Her old defense attorney and his wife.
All my notes for being Fred Hastings are at home. If I drive a Ford or a Dodge, I can’t remember. How many kids I’m supposed to have. What color did we finally paint the dining room. I can’t remember a single detail about how I’m supposed to live my life.
Paige still sitting in the recliner, I step close to her and put a hand on her lab coat shoulder and say, “How are you feeling, Mrs. Mancini?”

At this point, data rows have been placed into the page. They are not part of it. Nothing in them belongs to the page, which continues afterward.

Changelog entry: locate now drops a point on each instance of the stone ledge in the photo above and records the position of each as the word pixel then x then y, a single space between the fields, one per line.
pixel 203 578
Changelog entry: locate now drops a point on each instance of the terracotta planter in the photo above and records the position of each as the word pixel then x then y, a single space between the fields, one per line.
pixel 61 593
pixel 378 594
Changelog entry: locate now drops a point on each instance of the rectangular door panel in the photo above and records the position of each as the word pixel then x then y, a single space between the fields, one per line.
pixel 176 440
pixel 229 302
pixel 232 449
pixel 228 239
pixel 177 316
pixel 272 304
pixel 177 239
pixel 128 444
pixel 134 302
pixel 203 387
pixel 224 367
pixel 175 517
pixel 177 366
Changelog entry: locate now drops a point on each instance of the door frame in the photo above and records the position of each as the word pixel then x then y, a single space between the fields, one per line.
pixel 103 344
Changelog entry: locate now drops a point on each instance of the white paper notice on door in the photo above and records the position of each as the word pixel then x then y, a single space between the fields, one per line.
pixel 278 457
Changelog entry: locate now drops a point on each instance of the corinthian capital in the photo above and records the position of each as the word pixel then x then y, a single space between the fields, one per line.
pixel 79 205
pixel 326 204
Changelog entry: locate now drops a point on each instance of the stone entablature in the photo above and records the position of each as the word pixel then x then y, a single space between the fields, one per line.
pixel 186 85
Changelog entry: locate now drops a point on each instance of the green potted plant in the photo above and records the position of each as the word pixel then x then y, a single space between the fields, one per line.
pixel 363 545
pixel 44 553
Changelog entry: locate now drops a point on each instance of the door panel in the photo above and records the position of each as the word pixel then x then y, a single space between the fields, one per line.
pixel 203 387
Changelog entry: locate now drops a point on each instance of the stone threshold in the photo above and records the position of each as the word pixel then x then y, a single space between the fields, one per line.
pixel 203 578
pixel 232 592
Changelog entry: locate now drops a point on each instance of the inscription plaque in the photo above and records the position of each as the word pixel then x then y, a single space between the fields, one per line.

Her terrible green-gray hand comes up level and rocks from side to side, the universal sign language for so-so. With her eyes closed, she smiles and says, “I was hoping you’d be Victor.”
Paige shrugs my hand off her shoulder.
And I say, “I thought you liked me better.”
I say, “Nobody likes Victor very much.”
My mother stretches her fingers toward Paige and says, “Do you love him?”
Paige looks at me.
“Fred, here,” my mom says, “do you love him?”
Paige starts clicking and unclicking her ballpoint pen, fast. Not looking at me, looking at the clipboard in her lap, she says, “I do.”
And my mom smiles. And stretching her fingers toward me, she says, “And do you love her?”
Maybe the way a porcupine thinks about its stinking stick, if you’d call that love.
Maybe the way a dolphin loves the smooth sides of its pool.
And I say, “I guess.”
My mom tucks her chin into her neck sideways, eyeballing me, and says, “Fred.”
And I say, “Okay, yes.” I say, “I love her.”
She brings her terrible green-gray fingers back to rest on her mounded belly and says, “You two are so lucky.” She closes her eyes and says, “Victor isn’t very good at loving people.”
She says, “What I’m most afraid of is, after I’m gone, there will be no one left in the entire world who’ll love Victor.”
These frigging old people. These human ruins.
Love is bullshit. Emotion is bullshit. I am a rock. A jerk. I’m an uncaring asshole and proud of it.
What would Jesus NOT do?
If it comes down to a choice between being unloved and being vulnerable and sensitive and emotional, then you can just keep your love.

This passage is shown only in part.